Saturday, November 16, 2024

A Word of Farewell

    In early September, at the end of a long, busy summer, I learned that my long-time friend, colleague, and fellow writer Jack Leax had died. 

    Jack touched many lives through his 40 years of teaching and in his local community ~ and many more through his many books. Jack and our Department Chair, Charles, were the first Houghton folks I met; they ferried me from the airport in Rochester down into the hills and cornfields and dairy land of our little village when I was a candidate for the teaching post I held for 35 years. That was in May of 1984. Jack was already well known, both locally and within the communities of Christian writers. 

    "Christian writer" is not a term either of us chose or liked; our preferred point of identification was, simply, "writer." As it happened, we are also poets, so that term works as well. By personal conviction and belief, we are both Christian. Jack's publications, contacts, and readership were widely known among these folks. Mine weren't. My publications were many fewer and scattered around. But this aversion to limiting one's identification as a writer to one modifier was just one of many characteristics we shared.

    Jack did many things to spread his largess around; I will mention a few that directly benefited me. 

    Bringing William Stafford to campus, one of many writers Jack brought in to work with students or to give readings, continues to be a significant touchstone from my first years in Houghton. I had known of William Stafford before he came to campus. What Stafford had to offer as a poet, teacher, human being, and moral guidepost requires its own long, long discussion; but let me simply note that Stafford's presence was as a fellow traveler. He had no use for the competitiveness and celebrity so common among writers then -- and now. Jack, naturally, understood the kinship.

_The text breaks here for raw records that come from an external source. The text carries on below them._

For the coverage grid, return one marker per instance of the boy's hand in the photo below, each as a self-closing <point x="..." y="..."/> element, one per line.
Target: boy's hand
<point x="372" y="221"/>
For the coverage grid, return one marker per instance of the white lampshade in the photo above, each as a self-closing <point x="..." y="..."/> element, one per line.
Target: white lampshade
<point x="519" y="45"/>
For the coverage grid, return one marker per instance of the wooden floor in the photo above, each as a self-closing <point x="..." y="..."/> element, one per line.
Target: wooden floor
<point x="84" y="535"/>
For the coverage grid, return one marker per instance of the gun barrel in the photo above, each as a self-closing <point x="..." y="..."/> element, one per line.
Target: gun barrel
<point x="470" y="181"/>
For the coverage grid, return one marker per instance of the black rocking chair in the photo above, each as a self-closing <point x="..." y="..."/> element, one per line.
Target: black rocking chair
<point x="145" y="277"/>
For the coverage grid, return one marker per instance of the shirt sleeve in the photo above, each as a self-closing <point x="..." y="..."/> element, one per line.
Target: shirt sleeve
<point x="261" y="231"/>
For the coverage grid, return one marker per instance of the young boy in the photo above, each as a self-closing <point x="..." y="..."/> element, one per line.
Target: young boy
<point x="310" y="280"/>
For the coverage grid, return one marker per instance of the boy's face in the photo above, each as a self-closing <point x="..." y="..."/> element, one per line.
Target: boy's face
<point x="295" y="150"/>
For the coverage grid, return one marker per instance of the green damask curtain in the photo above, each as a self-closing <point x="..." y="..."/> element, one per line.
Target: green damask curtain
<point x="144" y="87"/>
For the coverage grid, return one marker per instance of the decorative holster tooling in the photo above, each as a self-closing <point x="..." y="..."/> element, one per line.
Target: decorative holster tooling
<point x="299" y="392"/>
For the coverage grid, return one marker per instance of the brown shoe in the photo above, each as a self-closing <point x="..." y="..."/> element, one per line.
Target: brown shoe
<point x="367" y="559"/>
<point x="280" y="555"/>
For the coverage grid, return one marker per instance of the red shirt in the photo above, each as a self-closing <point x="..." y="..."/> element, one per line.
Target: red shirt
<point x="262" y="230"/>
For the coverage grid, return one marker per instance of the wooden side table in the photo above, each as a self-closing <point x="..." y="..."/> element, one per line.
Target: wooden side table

    After his retirement, Jack and Linda Mills-Woolsey, an extremely talented colleague/poet/writer, and I met to read and discuss our work-in-progress. For a time, our meetings were fairly frequent, but gradually they became sporadic as our schedules involved other demands, many of them medical appointments and care responsibilities. This small, last community of poets was energizing and instructive for all of us.

    As our teaching careers grew long and prospects of retirement loomed closer, Jack and I had many discussions about what we called "the end game." Jack was very intentional about this stage of life events as he was about everything else related to his teaching and writing. I have been less intentional, preferring to stay in the moment, usually. Still, we observed and discussed how various colleagues exited teaching and how various writers "stopped" producing. For the observant, there are many cautionary stories out there and a few, many fewer, instructive ones.

    I don't know whether Jack was happy with how his retirement plan worked out, but I know he stayed engaged and kept writing until at the very, very end he couldn't.

    Bringing Sally Craft of Wordfarm, then a fairly new literary publisher, to campus, was another gift from Jack. During her short stay, at Jack's suggestion and with his encouragement, I gave her my manuscript for Living on the Flood Plain. She read it over-night and told me in the morning that Wordfarm would like to publish it. That encouragement, decision, and resulting publication were life-changing for the writer in me.

    Assessing Jack's legacy and impact will require more time and many more voices.

    Still, as one of those voices, I am enormously grateful to have known and worked along side Jack Leax for nearly forty years. Thank you, Jack. We shall meet again on that other shore, on that great gettin' up morning.